2) The biochemistry and molecular biology of amyloid and related proteins

• Principal Investigator: Joseph Buxbaum, Ph.D.

The deposition of Beta-amyloid (ABeta) in the Alzheimer's brain has long been regarded as a potential causative agent in the progression of Alzheimer's disease (AD) pathology. Over the past 10 years, characterization of the biochemical events leading to ABeta generation has been the object of rigorous and exhaustive investigation. It is now understood that processing of the amyloid precursor protein (APP) by a group of enzymes known as the secretases ultimately underlies the liberation of ABeta. As more is known about these enzymes, it becomes increasingly clear that they likely regulate many important biochemical processes and inhibiting them may have multiple biological effects. Which intercellular signals regulate the cleavage of APP, i.e. the formation of ABEta? The processing of APP resembles that of other transmembrane proteins. A newly discovered protein, Notch, goes through similar processing that results in generation of an important fragment, the Notch Intracellular Domain (NICD). NICD is then translocated to the nucleus where it acts as a regulator of transcription. With Notch, it is the binding of specific small molecules that activates the secretases. It appears likely that specific activation of APP cleavage may be induced by the binding of a ligand to APP, much the same way the process works for Notch.

The specific aims are as follows:

1. Determine the identity of ligands that bind APP and regulate cleavage in a manner consistent with Notch processing;
2. Determine the potential for growth-factor receptors to regulate cleavage of APP;
3. Elucidate the potential molecular pathways through which APP ligands or growth-factor receptors regulate APP cleavage; and;
4. Determine the levels and distribution of first messenger pathways (including APP ligands and heterologous receptors and their ligands) that regulate APP processing and this could be important in AD.

3) Presenilin 1 Regulates Cleavage and Function of Ephb Receptor and Ephrinb Ligand

• Principal Investigator: Anastasios Georgakopoulos, Ph.D.
• Co-Principal Investigator: Nikolaos Robakis, Ph.D.

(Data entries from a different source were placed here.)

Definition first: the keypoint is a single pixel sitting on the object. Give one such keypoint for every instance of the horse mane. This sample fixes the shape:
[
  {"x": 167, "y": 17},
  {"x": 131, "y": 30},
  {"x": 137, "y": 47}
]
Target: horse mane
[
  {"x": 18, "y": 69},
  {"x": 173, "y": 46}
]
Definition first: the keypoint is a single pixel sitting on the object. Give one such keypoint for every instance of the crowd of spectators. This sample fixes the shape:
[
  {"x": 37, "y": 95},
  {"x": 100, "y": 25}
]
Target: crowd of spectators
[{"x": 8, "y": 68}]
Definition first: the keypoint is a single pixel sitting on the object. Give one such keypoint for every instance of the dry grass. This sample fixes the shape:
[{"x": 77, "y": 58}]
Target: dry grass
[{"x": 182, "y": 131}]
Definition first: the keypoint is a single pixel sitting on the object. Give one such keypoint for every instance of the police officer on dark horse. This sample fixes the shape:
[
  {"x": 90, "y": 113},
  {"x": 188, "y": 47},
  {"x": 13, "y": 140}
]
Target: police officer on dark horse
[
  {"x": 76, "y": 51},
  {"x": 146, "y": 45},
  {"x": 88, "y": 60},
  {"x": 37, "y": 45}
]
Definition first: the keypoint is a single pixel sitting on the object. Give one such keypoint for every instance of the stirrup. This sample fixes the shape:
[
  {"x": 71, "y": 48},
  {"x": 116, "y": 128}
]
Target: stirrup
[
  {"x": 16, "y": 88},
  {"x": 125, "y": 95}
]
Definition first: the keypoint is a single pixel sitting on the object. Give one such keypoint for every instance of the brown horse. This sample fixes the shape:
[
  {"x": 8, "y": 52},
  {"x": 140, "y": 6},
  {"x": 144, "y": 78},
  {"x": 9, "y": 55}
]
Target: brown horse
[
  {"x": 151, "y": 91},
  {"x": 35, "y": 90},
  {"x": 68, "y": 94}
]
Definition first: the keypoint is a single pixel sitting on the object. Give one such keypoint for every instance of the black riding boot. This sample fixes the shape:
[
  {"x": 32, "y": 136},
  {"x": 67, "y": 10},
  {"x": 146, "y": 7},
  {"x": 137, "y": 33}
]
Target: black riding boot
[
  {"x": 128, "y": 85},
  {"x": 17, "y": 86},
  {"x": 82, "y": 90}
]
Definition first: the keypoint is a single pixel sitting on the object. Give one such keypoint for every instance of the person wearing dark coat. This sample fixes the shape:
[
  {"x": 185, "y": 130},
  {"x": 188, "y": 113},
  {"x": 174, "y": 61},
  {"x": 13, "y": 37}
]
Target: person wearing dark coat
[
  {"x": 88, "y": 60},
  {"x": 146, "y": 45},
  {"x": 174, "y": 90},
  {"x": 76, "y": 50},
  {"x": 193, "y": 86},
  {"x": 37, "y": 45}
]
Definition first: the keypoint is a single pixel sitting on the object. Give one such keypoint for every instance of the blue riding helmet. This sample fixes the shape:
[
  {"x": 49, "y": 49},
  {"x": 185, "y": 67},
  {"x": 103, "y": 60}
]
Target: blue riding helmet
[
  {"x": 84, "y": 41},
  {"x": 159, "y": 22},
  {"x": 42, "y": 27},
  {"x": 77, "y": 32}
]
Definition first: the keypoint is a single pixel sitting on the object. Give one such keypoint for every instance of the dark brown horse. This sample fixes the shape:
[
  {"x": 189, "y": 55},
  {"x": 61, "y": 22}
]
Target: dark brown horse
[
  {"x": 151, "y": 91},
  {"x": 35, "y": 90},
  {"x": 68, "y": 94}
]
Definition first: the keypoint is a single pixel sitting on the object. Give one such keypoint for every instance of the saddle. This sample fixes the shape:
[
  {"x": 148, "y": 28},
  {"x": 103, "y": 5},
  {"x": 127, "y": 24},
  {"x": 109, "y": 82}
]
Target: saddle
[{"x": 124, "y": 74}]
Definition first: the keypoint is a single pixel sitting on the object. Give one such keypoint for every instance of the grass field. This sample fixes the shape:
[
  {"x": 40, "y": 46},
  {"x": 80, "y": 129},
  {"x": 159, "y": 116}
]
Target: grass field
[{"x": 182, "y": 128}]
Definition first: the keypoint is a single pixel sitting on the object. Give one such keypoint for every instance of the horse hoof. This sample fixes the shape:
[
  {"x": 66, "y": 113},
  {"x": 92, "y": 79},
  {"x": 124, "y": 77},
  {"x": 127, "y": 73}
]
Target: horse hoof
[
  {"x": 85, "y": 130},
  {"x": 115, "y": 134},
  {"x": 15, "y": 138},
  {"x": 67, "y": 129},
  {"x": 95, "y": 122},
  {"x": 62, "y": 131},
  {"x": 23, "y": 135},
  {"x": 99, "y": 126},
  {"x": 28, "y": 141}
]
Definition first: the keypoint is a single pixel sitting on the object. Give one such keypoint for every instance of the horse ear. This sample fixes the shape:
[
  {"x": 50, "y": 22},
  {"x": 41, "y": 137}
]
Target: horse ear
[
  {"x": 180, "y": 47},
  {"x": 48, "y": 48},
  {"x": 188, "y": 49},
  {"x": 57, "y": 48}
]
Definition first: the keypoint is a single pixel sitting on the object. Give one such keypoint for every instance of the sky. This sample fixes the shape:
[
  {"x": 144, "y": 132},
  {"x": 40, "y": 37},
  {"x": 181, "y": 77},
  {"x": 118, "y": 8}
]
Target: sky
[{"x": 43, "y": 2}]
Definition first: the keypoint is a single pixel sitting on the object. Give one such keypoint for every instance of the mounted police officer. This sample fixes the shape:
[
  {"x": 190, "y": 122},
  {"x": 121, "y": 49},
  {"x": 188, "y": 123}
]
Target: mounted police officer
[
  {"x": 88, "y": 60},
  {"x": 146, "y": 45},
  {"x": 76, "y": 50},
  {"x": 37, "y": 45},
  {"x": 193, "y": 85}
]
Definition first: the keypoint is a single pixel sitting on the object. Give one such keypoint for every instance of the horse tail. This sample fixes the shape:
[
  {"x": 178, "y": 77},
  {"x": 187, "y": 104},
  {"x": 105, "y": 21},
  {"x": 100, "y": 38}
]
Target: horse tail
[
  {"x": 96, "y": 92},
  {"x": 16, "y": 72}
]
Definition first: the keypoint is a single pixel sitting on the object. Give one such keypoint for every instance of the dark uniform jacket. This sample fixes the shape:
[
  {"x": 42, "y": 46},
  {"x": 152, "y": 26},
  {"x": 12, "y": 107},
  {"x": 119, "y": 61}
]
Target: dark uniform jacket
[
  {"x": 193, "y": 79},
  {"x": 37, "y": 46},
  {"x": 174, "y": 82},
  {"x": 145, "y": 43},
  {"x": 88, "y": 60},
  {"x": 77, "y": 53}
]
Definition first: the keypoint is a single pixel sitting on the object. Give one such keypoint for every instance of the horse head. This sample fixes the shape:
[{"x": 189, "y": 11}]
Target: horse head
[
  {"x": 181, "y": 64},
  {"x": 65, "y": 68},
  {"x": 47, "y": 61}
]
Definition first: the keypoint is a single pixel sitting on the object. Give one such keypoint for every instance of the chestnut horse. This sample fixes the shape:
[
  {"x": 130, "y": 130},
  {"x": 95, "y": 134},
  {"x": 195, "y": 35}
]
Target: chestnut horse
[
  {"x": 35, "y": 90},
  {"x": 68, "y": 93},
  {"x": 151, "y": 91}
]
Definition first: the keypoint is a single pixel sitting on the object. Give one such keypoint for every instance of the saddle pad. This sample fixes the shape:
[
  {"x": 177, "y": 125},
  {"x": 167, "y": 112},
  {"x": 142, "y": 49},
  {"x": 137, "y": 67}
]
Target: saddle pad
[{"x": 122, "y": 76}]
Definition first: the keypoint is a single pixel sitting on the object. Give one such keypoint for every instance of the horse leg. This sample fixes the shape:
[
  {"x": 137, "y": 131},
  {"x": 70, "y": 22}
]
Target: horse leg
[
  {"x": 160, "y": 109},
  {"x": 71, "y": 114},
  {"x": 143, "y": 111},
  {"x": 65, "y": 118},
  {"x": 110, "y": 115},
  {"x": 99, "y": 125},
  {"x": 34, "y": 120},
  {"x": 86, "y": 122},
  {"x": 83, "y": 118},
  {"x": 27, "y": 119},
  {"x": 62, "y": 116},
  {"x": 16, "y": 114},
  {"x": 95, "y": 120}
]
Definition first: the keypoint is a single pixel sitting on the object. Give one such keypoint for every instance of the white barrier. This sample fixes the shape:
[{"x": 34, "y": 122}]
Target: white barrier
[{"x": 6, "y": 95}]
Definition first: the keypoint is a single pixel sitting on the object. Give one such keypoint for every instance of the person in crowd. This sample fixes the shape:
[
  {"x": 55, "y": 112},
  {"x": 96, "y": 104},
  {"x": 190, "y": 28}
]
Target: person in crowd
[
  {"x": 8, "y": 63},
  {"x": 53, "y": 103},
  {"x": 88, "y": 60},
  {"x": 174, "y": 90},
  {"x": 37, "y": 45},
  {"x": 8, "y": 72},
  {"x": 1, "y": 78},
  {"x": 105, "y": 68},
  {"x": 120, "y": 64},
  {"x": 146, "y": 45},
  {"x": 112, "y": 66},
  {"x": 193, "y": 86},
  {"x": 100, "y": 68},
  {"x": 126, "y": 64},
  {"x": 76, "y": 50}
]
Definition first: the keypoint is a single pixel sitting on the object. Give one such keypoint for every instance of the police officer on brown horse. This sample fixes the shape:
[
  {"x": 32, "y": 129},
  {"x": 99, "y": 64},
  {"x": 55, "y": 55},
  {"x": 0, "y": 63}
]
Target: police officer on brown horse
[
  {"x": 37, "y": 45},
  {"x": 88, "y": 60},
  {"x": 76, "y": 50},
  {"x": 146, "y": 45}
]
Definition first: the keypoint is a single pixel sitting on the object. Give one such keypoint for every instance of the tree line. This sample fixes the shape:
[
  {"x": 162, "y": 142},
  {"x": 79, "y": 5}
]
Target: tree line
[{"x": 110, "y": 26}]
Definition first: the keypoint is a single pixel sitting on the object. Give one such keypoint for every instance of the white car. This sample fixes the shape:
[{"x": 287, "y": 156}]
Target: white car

Mutations in Presenilin-1 (PS1) are the most common cause of familial Alzheimer's disease (FAD). PS1 controls the g-secretase cleavage of many type I transmembrane proteins. EphrinB proteins are type I transmembrane proteins that function as ligands for the ephrinB receptors (EphBs). The ephrinB-EphB interactions regulate important cellular processes in development and adulthood including cell migration, axon guidance, angiogenesis and synaptic plasticity. This system participates in the regulation of two forms of long-term synaptic plasticity that are important for information storage in the brain, long-term potentiation (LTP) and the long-term depression (LTD), both of which are involved in learning and memory. We found that PS1 controls the processing of both ephrinB and ephB proteins by a g-secretase-like activity. Our data shows that ephrinB and ephB proteins are processed to produce a fragment that is subsequently cleaved by the PS1/g-secretase system to produce molecules that can affect gene expression patterns in neurons, as well as other biochemical processes. Some of these processes are involved in establishing synaptic contracts between neurons. Thus PS1 might work through the EphrinB/EphB system to maintain key circuits, and its disruption through mutation might be linked to the circuit breakdown evident in AD.